Return an array of length 2 containing the row number and column number of the upper-left corner of a submatrix of board which matches pattern. If there is more than one such submatrix, return the coordinates of the submatrix with the lowest row index, and in case there is still a tie, return the coordinates of the submatrix with the lowest column index.
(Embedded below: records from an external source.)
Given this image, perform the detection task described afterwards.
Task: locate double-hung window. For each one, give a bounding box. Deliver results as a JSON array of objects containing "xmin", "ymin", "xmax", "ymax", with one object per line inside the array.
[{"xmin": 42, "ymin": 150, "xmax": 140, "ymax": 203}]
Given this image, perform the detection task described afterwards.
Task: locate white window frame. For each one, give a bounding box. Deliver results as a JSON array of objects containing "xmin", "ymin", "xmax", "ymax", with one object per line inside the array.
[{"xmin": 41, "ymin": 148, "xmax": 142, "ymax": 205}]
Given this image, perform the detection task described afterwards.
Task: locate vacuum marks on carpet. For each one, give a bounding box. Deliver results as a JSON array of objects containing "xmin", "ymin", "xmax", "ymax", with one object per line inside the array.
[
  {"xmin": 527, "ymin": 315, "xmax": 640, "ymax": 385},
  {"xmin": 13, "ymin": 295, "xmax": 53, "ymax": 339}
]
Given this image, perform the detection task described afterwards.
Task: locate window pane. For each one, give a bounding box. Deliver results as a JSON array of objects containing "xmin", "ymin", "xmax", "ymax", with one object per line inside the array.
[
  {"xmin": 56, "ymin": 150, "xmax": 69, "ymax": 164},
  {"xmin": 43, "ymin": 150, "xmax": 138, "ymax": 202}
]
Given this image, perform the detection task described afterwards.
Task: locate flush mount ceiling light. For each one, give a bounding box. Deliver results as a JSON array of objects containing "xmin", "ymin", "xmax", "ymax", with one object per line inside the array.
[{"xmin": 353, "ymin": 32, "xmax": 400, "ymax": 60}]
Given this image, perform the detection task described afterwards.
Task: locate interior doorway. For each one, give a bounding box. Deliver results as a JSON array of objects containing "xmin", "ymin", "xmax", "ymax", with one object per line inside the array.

If there are no suitable answers, return [-1, -1].

class Solution {
    bool match(vector<vector<int>>& A, vector<string>& P, int y, int x) {
        unordered_map<char, int> vis;
        unordered_map<int, char> rvis;
        for(int i = 0; i < P.size(); i++) {
            for(int j = 0; j < P[0].size(); j++) {
                if(isdigit(P[i][j])) {
                    if(A[i+y][j+x] != P[i][j] - '0') return false;
                } else {
                    char ch = P[i][j];
                    int val = A[i+y][j+x];
                    if(vis.count(ch) and rvis.count(val)) {
                        if(vis[ch] != val or rvis[val] != ch) return false;
                    } else if(vis.count(ch) or rvis.count(val)) return false;
                    else {
                        vis[ch] = val;
                        rvis[val] = ch;
                    }
                }
            }
        }
        return true;
    }
public:
    vector<int> findPattern(vector<vector<int>>& board, vector<string>& pattern) {
        for(int i = 0; i < board.size() - pattern.size() + 1; i++) for(int j = 0; j < board[0].size() - pattern[0].size() + 1; j++) {
            if(match(board, pattern, i, j)) return {i,j};
        }
        return {-1,-1};
    }
};